The updated algorithm performed significantly better.

It still uses backpropagation, but with a slight difference. A small portion of the artificial neurons are deleted during learning in each cycle. To prevent entire networks from being disrupted, only less-used artificial neurons are reset. The upgrade enabled the algorithm to handle up to 5,000 different image recognition tasks with an accuracy of over 90 percent.

In another proof of concept, the team used the algorithm to guide a simulated ant-like robot across different terrain and see how quickly it could learn and adapt using feedback.

Through continuous backward propagation, the simulated creature easily navigated a video game road with variable friction – like walking on sand, asphalt and rocks. The robot controlled by the new algorithm managed at least 50 million steps. The robots using standard algorithms crashed much sooner, with performance dropping to zero about 30 percent sooner.

The study is the latest to address the plasticity problem of deep learning.

A previous study found that so-called dormant neurons – those that no longer respond to signals from their network – make AI more rigid, and reconfiguring them during training improves performance. But that’s not the whole story, Lyle and Pascanu wrote. AI networks that can no longer learn could also be due to network interactions that destabilize the way the AI ​​learns. Scientists are still only scratching the surface of the phenomenon.

In practice, the idea is to “keep up with the times” when it comes to AI, says Dohare.
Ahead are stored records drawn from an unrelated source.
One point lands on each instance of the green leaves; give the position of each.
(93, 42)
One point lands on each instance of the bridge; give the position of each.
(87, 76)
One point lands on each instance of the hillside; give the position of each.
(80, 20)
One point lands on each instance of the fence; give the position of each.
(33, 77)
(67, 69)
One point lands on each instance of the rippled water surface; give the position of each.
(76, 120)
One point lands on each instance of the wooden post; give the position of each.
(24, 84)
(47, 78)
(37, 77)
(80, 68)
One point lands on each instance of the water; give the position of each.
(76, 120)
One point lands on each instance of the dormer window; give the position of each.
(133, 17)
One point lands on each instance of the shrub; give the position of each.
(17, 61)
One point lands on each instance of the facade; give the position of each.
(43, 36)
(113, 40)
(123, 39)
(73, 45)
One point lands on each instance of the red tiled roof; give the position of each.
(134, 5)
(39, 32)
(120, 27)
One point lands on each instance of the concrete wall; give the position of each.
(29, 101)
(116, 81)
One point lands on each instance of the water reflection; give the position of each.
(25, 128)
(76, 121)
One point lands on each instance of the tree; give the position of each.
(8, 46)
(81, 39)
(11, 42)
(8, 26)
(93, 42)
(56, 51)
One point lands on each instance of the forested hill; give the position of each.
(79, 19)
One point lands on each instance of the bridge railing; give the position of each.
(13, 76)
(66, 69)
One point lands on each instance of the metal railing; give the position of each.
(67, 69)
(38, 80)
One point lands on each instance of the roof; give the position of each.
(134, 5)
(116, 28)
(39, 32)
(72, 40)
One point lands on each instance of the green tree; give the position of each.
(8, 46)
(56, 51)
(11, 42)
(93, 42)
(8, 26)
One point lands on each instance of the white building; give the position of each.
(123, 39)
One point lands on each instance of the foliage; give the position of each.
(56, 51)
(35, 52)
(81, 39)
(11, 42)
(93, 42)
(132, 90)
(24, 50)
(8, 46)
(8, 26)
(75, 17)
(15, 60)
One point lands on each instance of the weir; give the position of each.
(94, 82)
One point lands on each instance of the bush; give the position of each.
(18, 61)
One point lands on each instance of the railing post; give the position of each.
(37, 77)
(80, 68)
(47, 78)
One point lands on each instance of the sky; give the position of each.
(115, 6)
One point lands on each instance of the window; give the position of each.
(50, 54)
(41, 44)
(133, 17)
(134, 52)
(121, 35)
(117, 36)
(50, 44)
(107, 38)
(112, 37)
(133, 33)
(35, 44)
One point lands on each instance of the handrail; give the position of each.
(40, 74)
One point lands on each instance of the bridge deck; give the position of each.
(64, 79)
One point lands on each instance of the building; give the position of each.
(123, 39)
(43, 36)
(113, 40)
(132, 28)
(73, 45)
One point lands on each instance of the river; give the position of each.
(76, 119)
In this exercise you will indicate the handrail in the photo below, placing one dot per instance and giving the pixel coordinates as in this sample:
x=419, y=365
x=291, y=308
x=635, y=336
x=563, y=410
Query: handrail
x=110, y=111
Continuous learning doesn’t just mean distinguishing cats from houses. It could also help self-driving cars better navigate new roads in changing weather or lighting conditions – especially in regions with microenvironments where fog can quickly turn into bright sunlight.

Solving the problem “presents an exciting opportunity” that could lead to AI that retains old knowledge while learning new information and adapts flexibly to an ever-changing world like humans do. “These capabilities are critical to developing truly adaptive AI systems that can continue to train indefinitely, respond to changes in the world, and learn new skills and abilities,” Lyle and Pascanu wrote.